The Ombudsman’s office also received four public complaints about the incident.

Dr Maguire said his investigation did not uncover how the document went missing, but there was no evidence it happened as a result of a deliberate act.

“The circumstances of the loss of this information gave rise to understandable concerns among those named and in the community, and impacted on public confidence in the police,” he said.

“It is unclear exactly how the document came to be missing, but my investigation found no evidence that it was as a result of a deliberate act by police.

“What is clear, however, is that the officer responsible failed to take proper care of sensitive personal information.”

The investigation found that the document was printed by an officer who was due to deliver a determination on a republican band parade planned in the village of Rasharkin on March 27, 2016.

The officer and two colleagues travelled to Rasharkin, where the determination was delivered to one of the people listed in the email.

They then travelled to Ballymoney, where they visited the home of a man understood to be a loyalist, on unrelated official business.

The officer who had the email was sitting in the rear of the police car and was one of two officers who got out of the vehicle to call at the house.

When interviewed, he said the document had definitely been in the rear of the police car when they left Rasharkin.

He said he had not taken it out of the car when they went to visit the man in Ballymoney, and he could not account for how it went missing from the vehicle.

Neither he, any of his colleagues nor the man whose house they had visited in Ballymoney, recalled seeing any paperwork in the garden, street or footpath.

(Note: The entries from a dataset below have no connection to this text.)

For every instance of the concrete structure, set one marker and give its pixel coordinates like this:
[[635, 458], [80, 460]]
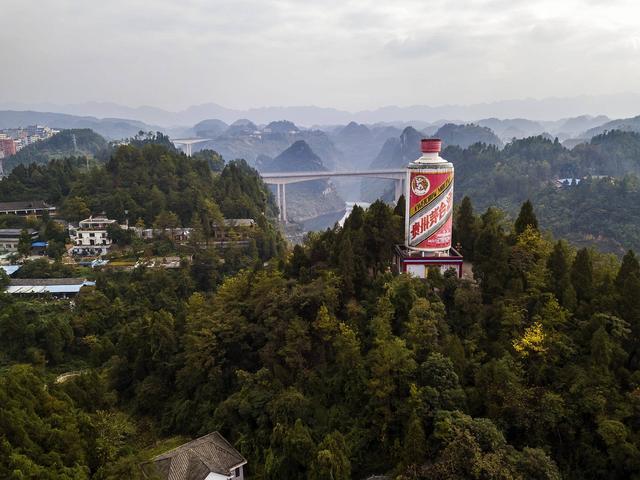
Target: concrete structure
[[35, 208], [10, 237], [428, 216], [281, 179], [206, 458], [58, 287], [7, 146], [90, 237], [188, 143]]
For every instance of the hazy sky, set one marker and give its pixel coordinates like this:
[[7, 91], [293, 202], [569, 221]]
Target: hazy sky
[[340, 53]]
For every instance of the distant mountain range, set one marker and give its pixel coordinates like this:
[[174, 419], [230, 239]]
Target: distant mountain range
[[309, 199], [68, 143], [547, 109], [110, 128]]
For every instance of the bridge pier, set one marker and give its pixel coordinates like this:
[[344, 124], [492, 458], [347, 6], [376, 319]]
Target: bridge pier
[[399, 189], [281, 199]]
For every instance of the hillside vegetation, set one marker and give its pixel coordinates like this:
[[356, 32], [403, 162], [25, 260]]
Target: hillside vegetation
[[67, 143]]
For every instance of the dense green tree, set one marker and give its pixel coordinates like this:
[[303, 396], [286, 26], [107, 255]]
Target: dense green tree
[[526, 218], [582, 275], [465, 227]]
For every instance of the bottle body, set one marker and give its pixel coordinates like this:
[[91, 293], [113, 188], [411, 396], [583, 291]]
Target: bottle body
[[429, 204]]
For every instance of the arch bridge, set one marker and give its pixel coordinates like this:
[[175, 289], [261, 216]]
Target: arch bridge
[[281, 179]]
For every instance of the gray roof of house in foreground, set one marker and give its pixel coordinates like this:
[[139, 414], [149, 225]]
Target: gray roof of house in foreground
[[22, 282], [46, 285], [28, 205], [196, 459]]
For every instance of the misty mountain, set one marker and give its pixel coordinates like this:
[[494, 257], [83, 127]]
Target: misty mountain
[[617, 105], [306, 199], [576, 125], [281, 126], [624, 124], [110, 128], [210, 128], [67, 143], [396, 152], [299, 157], [510, 128], [359, 144], [243, 139], [466, 135]]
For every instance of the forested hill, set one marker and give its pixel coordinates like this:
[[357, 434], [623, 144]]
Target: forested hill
[[327, 366], [67, 143], [151, 184], [596, 211]]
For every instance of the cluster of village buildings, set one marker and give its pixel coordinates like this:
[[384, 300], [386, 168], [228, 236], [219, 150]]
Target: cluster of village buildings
[[91, 240]]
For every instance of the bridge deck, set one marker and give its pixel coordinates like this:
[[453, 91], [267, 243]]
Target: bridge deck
[[292, 177]]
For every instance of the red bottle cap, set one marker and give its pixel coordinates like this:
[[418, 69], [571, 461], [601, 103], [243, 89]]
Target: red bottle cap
[[431, 145]]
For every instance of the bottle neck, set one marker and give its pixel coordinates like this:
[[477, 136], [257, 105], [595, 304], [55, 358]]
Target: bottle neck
[[430, 157]]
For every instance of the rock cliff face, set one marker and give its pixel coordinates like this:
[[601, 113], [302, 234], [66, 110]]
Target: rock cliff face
[[308, 199]]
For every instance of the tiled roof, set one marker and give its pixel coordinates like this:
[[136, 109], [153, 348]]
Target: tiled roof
[[30, 205], [22, 282], [196, 459]]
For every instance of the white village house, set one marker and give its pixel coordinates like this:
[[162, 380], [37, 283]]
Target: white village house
[[90, 237]]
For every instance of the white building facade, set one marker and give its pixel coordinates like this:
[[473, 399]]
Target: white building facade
[[90, 237]]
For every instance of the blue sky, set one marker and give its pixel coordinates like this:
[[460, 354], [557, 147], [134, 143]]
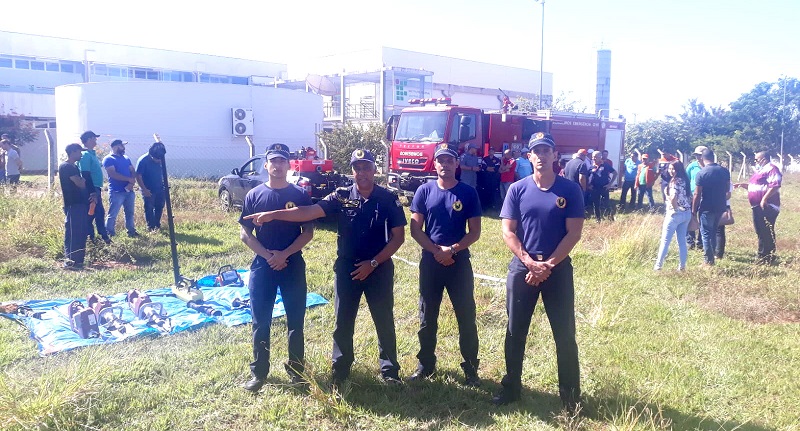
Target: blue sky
[[663, 52]]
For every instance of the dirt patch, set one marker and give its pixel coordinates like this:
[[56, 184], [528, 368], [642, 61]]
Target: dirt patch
[[113, 265]]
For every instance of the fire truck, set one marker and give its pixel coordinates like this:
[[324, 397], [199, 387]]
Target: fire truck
[[421, 128]]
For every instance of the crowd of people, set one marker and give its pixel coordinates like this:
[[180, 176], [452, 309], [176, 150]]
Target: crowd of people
[[81, 178], [543, 209]]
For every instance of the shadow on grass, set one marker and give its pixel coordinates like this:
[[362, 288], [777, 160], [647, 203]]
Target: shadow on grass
[[445, 401]]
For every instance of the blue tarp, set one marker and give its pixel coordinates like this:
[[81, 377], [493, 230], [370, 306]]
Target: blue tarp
[[53, 332]]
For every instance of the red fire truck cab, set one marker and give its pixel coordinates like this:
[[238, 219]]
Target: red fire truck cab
[[420, 129]]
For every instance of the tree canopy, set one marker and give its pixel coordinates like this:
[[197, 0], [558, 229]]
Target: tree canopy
[[754, 122]]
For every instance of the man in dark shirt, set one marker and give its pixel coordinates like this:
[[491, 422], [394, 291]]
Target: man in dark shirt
[[446, 208], [150, 177], [601, 178], [76, 208], [712, 184], [542, 221], [370, 231], [278, 262], [576, 170]]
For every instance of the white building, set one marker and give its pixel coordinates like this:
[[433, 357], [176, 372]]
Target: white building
[[375, 84]]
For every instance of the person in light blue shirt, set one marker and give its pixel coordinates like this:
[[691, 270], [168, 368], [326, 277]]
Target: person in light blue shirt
[[524, 166], [629, 180]]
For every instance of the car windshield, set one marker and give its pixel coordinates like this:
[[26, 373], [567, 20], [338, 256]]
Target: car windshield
[[421, 127]]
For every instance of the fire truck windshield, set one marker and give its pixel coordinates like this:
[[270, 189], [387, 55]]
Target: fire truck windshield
[[421, 127]]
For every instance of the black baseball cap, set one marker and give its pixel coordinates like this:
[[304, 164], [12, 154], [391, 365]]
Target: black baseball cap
[[449, 150], [362, 155], [277, 150], [541, 139], [72, 148], [88, 135]]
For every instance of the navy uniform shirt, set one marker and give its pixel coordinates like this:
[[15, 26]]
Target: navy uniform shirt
[[600, 176], [364, 225], [716, 182], [541, 214], [277, 234], [446, 211]]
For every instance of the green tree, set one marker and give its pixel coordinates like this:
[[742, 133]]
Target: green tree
[[342, 141]]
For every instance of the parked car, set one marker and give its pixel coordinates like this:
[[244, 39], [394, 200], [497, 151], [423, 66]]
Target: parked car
[[234, 186]]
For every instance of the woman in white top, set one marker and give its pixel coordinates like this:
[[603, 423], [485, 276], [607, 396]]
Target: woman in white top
[[679, 212]]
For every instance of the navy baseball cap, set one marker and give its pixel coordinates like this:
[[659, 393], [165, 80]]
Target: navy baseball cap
[[541, 139], [85, 136], [277, 150], [362, 154], [449, 150]]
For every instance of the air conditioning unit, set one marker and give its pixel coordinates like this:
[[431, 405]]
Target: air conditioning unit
[[242, 121]]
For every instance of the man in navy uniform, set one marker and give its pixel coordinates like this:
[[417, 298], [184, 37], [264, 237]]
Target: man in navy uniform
[[542, 221], [446, 208], [370, 230], [278, 262]]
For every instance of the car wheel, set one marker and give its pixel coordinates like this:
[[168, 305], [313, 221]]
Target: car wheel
[[225, 200]]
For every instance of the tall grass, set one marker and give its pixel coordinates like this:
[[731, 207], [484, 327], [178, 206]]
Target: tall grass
[[709, 348]]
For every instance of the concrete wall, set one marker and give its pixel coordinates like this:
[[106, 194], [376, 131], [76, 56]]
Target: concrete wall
[[193, 120]]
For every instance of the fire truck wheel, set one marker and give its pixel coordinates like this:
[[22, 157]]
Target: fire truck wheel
[[225, 200]]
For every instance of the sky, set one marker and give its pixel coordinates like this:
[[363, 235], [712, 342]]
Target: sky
[[663, 53]]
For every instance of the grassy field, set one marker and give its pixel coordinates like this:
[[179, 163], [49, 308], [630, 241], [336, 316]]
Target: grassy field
[[710, 348]]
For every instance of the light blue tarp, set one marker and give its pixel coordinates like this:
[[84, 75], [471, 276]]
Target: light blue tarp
[[53, 332]]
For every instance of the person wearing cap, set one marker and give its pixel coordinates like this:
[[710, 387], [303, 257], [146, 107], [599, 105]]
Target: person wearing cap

The officer strongly denied giving the document to the man they visited in Ballymoney.

His account was supported by a colleague who was with him during the visit and said he could account for everything the officer did at the house.

The officer who had the email before its loss denied failing to properly secure the document, stating that he considered the police vehicle to be a secure place.

He described its loss as “unfortunate” and “accidental”.

Following the investigation Dr Maguire submitted a file to the Public Prosecution Service (PPS).

However, the PPS found there was not enough evidence to prosecute.

Dr Maguire then recommended to the PSNI that the officer should be disciplined for breaching the Police Code of Ethics by failing to maintain the confidentiality of personal information, and by bringing discredit on the police service.

After considering the file, the PSNI’s Disciplinary Branch decided to address the failings under performance regulations.